Een van de resultaten (op andere kom ik nog terug) is dat lageropgeleiden vaker contact hebben met familie, vrienden en buren dan hogeropgeleiden. Hetzelfde verschil zie je als je vergelijkt naar inkomen. Waar zou dat aan kunnen liggen?
Het zou er mee te maken kunnen hebben dat lageropgeleiden minder vaak verhuizen. En het lijkt er op dat ze daardoor meer sociale contacten hebben en vooral meer vanzelfsprekende sociale contacten. Familie en vrienden die je gewoon hebt omdat ze in de buurt wonen en omdat ze al langer deel uitmaken van je leven. Dat die aanwezig zijn, zal er aan liggen dat die met een grotere kans ook lager opgeleid zijn en dus ook honkvaster zijn.
Hogeropgeleiden verhuizen vaker. Dat kan er mee te maken hebben dat ze voor het volgen van die opleidingen zijn gaan verhuizen (naar de universiteit of hogeschool). Maar ook ligt het er waarschijnlijk aan dat ze in aanmerking komen voor banen die meer ruimtelijk geconcentreerd zijn. Door dat vaker verhuizen blijkt het moeilijker te zijn om sociale contacten in stand te houden. En de contacten die je wel hebt weten te maken, zijn vaak wat oppervlakkiger, wat minder vertrouwd en vanzelfsprekend. Zie Residential Mobility, Well-Being, and Mortality (pdf).

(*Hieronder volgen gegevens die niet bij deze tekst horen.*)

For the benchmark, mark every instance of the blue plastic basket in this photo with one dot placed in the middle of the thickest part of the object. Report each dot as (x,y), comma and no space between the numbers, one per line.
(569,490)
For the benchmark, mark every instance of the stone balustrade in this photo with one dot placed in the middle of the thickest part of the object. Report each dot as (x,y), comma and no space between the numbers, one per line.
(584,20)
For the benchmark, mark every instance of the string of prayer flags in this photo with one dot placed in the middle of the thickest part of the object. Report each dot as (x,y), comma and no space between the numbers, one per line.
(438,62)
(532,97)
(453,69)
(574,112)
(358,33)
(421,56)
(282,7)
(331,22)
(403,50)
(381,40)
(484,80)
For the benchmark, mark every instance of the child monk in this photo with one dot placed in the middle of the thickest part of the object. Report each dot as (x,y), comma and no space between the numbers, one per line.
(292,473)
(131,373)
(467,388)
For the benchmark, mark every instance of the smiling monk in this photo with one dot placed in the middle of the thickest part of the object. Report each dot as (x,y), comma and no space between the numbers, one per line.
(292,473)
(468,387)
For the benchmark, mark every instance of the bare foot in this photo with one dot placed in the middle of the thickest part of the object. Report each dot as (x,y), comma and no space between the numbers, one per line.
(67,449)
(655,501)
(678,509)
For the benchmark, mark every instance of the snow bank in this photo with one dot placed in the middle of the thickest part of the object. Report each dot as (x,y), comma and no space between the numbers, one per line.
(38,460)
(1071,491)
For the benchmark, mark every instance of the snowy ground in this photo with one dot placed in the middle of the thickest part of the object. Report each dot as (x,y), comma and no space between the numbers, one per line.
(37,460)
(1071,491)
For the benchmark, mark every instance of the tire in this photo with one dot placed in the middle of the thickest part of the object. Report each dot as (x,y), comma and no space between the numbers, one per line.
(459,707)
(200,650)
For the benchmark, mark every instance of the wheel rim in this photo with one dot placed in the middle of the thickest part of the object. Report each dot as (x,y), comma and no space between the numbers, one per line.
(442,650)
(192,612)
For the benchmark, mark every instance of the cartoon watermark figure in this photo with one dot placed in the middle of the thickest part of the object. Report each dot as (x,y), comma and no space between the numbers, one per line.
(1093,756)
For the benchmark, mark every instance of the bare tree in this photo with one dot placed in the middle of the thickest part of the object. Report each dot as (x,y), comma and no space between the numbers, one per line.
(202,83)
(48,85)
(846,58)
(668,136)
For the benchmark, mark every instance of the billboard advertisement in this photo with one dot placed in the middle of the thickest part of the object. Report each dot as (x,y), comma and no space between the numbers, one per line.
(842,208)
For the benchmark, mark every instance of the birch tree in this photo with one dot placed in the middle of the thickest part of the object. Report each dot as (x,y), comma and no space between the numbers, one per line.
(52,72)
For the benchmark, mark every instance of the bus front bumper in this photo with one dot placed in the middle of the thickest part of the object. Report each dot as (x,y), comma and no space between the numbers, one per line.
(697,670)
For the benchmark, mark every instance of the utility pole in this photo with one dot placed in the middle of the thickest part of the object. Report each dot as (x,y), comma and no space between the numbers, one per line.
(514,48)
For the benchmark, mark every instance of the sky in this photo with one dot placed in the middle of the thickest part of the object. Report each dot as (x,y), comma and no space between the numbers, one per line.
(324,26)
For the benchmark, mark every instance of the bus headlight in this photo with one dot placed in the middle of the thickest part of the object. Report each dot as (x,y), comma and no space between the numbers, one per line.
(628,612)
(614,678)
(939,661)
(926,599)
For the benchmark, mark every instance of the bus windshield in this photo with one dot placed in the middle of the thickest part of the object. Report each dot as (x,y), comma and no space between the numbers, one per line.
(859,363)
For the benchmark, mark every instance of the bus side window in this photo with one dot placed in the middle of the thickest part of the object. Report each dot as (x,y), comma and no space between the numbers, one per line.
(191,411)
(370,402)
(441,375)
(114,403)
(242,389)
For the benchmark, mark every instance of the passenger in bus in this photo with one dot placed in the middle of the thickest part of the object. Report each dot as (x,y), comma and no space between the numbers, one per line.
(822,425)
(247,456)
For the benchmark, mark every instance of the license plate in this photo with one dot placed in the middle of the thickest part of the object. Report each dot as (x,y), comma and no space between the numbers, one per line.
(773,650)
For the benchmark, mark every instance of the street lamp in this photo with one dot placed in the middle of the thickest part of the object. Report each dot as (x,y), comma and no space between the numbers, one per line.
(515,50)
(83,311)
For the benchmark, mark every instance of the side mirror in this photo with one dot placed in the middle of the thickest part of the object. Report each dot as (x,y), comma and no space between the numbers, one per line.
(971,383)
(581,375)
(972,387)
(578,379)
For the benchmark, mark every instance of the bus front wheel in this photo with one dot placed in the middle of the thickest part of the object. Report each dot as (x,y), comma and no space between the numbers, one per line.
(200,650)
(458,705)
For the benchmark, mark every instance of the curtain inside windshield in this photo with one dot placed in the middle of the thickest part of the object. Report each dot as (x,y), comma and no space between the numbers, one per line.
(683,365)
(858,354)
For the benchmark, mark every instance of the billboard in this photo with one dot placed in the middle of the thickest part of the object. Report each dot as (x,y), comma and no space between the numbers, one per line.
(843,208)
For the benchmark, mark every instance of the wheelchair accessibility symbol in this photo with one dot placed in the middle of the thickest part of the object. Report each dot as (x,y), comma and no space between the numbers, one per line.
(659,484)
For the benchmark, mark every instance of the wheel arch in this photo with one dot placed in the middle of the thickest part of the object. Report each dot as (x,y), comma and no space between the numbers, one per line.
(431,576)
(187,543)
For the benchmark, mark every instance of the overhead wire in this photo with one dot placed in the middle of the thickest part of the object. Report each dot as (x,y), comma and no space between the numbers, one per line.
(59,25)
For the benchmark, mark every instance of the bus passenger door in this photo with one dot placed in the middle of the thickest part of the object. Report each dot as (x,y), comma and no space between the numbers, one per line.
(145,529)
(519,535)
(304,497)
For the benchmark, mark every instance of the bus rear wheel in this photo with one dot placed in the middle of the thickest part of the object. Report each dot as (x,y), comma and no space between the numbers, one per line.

Dat verklaart ook dat het vaak verhuisd zijn samengaat met een lager welzijn en met een verhoogde kans op overlijden. Je profiteert minder van de vertrouwdheid van de sociale omgeving die mensen nodig hebben. Waarbij het wel blijkt uit te maken of je qua persoonlijkheid meer introvert dan wel meer extravert bent. Zie Residential Mobility, Personality, and Subjective and Physical Well-Being.An Analysis of Cortisol Secretion (betaalpoort).
Dat alles wijst er op dat het niet aan het laag opgeleid zijn op zichzelf ligt dat laagopgeleiden vaker contacten hebben met familie en vrienden. Ze kunnen gemakkelijker samen met hun familie en vrienden honkvaster zijn. Het is de mate van honkvastheid, het "verhuisgedrag", dat het verschil met de hoogopgeleiden tot stand brengt.
Dat je dan toch vaak dat verband met opleiding tegenkomt, ligt er aan dat onderzoekers in vragenlijsten altijd standaard naar opleiding vragen. En niet naar "aantal keren verhuisd", terwijl informatie daarover zeker zo belangrijk zo niet belangrijker is. Zie The Psychology of Residential Mobility. Implications for the Self, Social Relationships, and Well-Being (betaalpoort).